Ils ne sont pas très grands mais ils sont champions d’Afrique en haltérophilie. Ce sont les frères Andriantsitohaina. Ils sont chef de file de l’équipe nationale malgache d’haltérophilie qui participera aux Jeux des îles de l’océan Indien du 19 au 28 juillet à Maurice.

Tojonirina (à g.) et Herman Andriantsitohaina.

Pour les frères Andriantsitohaina, les muscles ne sont pas pour la frime. Ce sont leur outil de travail. Eric Herman Andriantsitohaina, 28 ans, et Tojonirina Andriantsitohaina, 24 ans, sont à la tête de l’équipe malgache composée de 18 haltérophiles qui ira au Jeux des îles de l’océan Indien du 19 au 28 juillet à Maurice. « Le niveau des athlètes malgaches a beaucoup augmenté ces cinq dernières années.
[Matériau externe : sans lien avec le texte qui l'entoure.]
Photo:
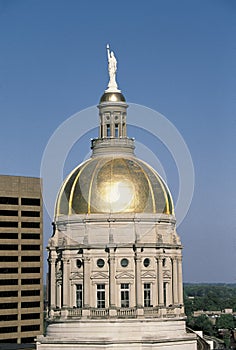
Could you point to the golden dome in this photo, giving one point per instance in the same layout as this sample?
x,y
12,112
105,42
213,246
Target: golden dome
x,y
113,184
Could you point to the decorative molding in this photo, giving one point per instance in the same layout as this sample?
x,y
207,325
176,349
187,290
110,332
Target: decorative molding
x,y
148,274
99,275
76,276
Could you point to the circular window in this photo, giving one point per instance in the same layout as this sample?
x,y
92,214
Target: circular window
x,y
146,262
124,262
100,263
79,263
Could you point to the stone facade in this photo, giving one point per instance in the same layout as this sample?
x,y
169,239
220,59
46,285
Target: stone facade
x,y
115,259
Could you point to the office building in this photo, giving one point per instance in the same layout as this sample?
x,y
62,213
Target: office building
x,y
21,259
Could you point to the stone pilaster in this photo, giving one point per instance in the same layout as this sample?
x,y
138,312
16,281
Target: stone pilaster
x,y
180,280
112,282
87,285
138,280
160,281
65,281
52,262
175,281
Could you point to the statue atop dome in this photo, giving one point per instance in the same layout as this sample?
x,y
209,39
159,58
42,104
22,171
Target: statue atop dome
x,y
112,68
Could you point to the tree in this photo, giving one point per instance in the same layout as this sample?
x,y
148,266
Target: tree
x,y
225,321
202,323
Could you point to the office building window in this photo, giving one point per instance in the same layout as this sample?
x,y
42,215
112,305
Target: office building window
x,y
116,130
124,294
100,296
108,130
147,294
30,201
79,295
9,200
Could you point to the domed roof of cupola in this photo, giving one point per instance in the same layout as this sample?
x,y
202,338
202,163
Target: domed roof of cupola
x,y
112,97
113,180
114,184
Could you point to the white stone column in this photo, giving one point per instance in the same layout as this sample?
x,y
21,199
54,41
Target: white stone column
x,y
65,281
87,286
138,280
112,282
52,262
155,288
175,281
160,281
59,294
180,280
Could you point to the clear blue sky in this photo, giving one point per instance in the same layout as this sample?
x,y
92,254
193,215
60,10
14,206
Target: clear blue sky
x,y
177,57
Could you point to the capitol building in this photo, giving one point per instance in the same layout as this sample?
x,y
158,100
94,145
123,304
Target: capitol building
x,y
115,258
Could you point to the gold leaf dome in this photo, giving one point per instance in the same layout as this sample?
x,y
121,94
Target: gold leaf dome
x,y
114,184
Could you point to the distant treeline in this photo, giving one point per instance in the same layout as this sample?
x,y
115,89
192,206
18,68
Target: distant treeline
x,y
212,297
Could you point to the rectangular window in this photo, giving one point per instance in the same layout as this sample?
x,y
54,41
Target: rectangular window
x,y
29,328
100,296
116,130
25,281
30,270
8,246
28,293
30,213
165,292
9,212
10,329
108,130
30,258
8,235
30,316
30,201
8,293
79,295
147,294
30,235
30,247
8,270
30,224
9,200
124,294
10,282
8,224
4,318
27,340
28,304
8,306
8,258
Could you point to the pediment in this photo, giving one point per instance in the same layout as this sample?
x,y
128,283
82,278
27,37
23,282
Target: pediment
x,y
148,274
76,276
125,275
99,275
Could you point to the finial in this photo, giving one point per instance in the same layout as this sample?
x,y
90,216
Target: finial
x,y
112,68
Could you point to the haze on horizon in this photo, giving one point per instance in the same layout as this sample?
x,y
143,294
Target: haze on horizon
x,y
177,58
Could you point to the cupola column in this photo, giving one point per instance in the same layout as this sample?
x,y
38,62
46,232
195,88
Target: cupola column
x,y
66,284
112,286
180,280
52,262
160,280
138,281
86,280
175,280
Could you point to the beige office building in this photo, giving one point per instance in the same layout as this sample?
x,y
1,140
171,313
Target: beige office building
x,y
21,259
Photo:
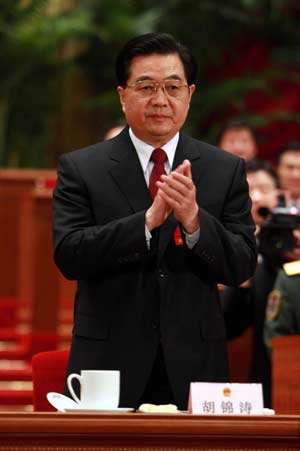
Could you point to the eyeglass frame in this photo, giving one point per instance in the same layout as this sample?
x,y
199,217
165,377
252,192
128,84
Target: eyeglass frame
x,y
157,85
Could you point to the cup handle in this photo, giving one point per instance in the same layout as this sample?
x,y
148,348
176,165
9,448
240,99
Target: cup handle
x,y
70,386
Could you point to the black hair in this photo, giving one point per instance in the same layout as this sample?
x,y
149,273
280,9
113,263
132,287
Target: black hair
x,y
236,124
291,146
151,43
256,164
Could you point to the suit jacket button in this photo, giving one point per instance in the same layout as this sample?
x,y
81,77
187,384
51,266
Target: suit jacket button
x,y
161,273
155,324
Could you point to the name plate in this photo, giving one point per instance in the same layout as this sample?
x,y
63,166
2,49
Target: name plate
x,y
208,398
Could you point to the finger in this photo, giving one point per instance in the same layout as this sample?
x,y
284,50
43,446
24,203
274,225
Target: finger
x,y
172,202
172,187
184,179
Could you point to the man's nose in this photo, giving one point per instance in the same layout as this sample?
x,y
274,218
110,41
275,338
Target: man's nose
x,y
159,96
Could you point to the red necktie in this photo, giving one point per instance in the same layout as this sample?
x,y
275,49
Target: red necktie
x,y
159,157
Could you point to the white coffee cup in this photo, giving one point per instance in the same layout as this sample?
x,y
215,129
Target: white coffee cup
x,y
99,389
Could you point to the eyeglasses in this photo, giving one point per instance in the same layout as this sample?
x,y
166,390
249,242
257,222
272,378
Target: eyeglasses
x,y
171,88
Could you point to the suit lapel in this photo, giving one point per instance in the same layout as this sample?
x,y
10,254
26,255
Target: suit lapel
x,y
128,174
186,149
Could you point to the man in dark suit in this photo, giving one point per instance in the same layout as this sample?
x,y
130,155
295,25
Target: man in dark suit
x,y
147,266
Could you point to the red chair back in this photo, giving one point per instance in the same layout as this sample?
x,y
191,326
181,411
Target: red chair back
x,y
48,374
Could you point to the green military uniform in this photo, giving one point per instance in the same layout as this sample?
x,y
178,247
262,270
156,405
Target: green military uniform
x,y
283,307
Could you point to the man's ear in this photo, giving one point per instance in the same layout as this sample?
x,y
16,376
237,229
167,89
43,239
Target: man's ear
x,y
121,92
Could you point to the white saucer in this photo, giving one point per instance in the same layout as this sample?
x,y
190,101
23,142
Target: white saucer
x,y
118,410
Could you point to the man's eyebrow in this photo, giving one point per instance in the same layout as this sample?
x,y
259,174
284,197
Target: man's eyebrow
x,y
148,77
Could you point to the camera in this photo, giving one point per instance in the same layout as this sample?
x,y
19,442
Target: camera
x,y
276,233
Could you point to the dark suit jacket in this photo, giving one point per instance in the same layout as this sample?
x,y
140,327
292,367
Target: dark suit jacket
x,y
129,298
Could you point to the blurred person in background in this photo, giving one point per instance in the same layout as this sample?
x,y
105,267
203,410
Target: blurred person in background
x,y
238,137
245,306
288,169
283,307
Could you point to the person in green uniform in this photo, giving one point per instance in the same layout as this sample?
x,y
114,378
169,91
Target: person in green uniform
x,y
283,307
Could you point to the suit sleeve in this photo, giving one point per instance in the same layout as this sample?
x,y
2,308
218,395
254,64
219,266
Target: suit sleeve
x,y
227,245
82,248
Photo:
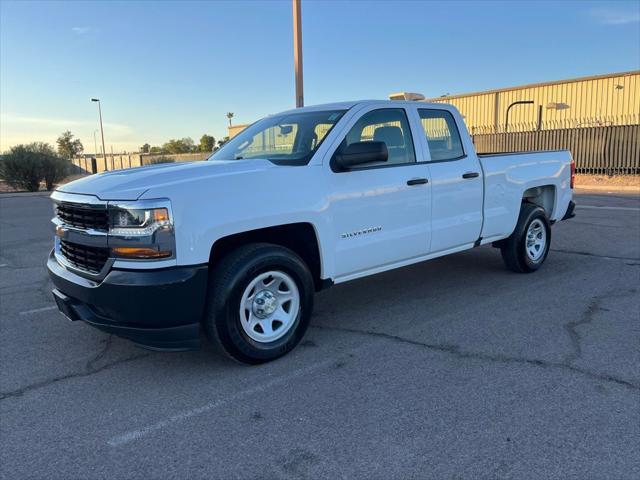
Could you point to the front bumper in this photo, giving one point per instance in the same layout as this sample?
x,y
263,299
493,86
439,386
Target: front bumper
x,y
158,309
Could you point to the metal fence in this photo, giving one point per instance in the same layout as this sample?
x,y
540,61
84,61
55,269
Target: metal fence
x,y
610,150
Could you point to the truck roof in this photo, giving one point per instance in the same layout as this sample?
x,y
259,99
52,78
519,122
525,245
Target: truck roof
x,y
349,104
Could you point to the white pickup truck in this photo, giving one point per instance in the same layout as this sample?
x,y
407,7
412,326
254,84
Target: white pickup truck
x,y
236,246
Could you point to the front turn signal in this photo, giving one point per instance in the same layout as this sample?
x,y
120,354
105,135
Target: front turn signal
x,y
139,253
Les épreuves de notre championnat national sont plus dures que celles des Jeux des îles. On a toutes les chances de remporter des médailles d’or à Maurice. » Et ce sont des haltérophiles de haut niveau qui parlent ! Ils sont champions d’Afrique depuis quatre ans.

Descendants d’un père haltérophile, les frères Andriantsitohaina ont cette discipline dans le sang. À eux deux, ils ont remporté 22 médailles d’or dans les championnats internationaux. « Si on en est arrivés là c’est grâce à tous nos sacrifices personnels pour l’amour de l’haltérophilie. J’ai même arrêté mes études pendant deux ans pour participer à des championnats », avoue Eric Herman. Pour eux, l’haltérophilie est une passion cultivée très tôt. Ils se souviennent encore de l’époque où ils s’entraînaient à soulever un balai. « On a commencé à huit et douze ans. Notre père, notre idole, nous a appris les ficelles du métier. C’est comme un instrument de musique, plus on le pratique, plus on le maîtrise au fil des années », explique Tojonirina.
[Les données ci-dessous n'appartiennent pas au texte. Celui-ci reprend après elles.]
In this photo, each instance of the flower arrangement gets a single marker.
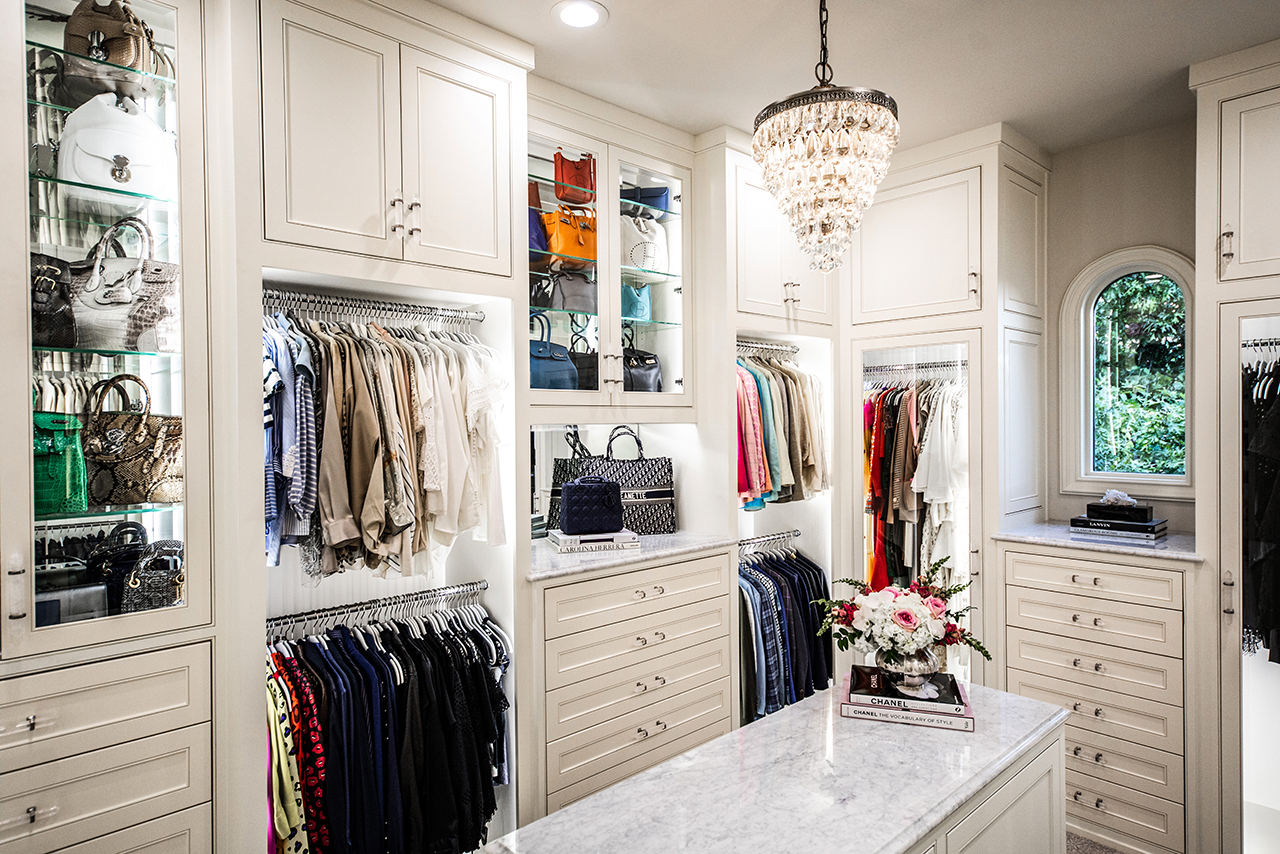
(900, 622)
Pour les frères, le mental l’emporte sur le physique. Selon eux, toutes les émotions se mélangent lorsqu’ils soulèvent une charge. « À ce moment-là, on souffre, on est heureux, on est calme et on se dit qu’on est un guerrier. Puis, quand vient le moment où on réussit à soulever le poids, on est en extase ! C’est comme le ressenti d’un footballeur lorsqu’il arrive à marquer un but », ajoute Tojonirina. Ils sont toujours à chercher comment élever leur niveau. Tojonirina joue, par exemple, dans la catégorie des moins de 67 kilos et peut soulever jusqu’à un poids de 235 kilos. « Je veux aller au-delà de ce record. C’est ça aussi être haltérophile. On se sent faible si on n’arrive pas à toujours mieux faire », dit-il.
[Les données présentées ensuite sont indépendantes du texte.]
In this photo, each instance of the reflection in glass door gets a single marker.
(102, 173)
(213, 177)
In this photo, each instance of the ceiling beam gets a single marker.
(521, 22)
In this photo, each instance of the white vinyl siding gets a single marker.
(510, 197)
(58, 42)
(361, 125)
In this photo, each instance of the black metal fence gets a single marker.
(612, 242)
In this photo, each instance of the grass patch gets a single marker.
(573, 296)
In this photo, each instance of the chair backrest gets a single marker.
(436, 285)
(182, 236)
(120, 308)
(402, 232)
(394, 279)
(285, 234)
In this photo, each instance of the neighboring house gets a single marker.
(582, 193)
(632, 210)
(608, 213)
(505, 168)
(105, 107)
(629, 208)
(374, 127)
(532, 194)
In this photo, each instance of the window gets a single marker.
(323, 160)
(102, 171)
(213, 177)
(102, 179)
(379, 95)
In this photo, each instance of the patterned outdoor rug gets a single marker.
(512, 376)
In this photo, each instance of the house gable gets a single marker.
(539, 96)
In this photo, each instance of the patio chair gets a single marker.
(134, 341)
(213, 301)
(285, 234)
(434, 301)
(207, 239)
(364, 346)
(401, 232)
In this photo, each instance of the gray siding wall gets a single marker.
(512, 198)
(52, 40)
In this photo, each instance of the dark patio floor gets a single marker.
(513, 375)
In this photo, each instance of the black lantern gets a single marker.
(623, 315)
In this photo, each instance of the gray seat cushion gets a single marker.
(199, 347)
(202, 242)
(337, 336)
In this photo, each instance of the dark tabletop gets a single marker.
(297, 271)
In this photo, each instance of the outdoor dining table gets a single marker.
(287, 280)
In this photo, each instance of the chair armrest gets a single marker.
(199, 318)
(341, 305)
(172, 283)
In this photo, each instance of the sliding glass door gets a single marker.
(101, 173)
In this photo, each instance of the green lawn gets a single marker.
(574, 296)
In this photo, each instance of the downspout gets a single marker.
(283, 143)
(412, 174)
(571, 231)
Les deux frères ont à peu près le même rythme quotidien. Ils étudient en Master 2 en gestion, finance et comptabilité à l’Imgam. Ils passent la moitié de leur temps à s’entraîner dans un club où ils travaillent également en tant que coachs. À l’approche des Jeux des îles, ils doublent leurs heures d’entraînement et suivent un régime alimentaire spécifique. « Tojonirina doit perdre du poids. Quant à moi, je dois en gagner. Je prends tous les aliments qui peuvent augmenter mes muscles et diminuer ma masse graisseuse », confie Eric Herman. Niveau palmarès, les deux frères ont réussi à représenter Madagascar aux Championnats d’Afrique, d’Asie, du Moyen-Orient, etc. Conscients que la carrière d’un athlète s’arrête à 35 ans, ils projettent d’ouvrir leur propre club d’haltérophilie. Histoire de continuer à nourrir leur passion.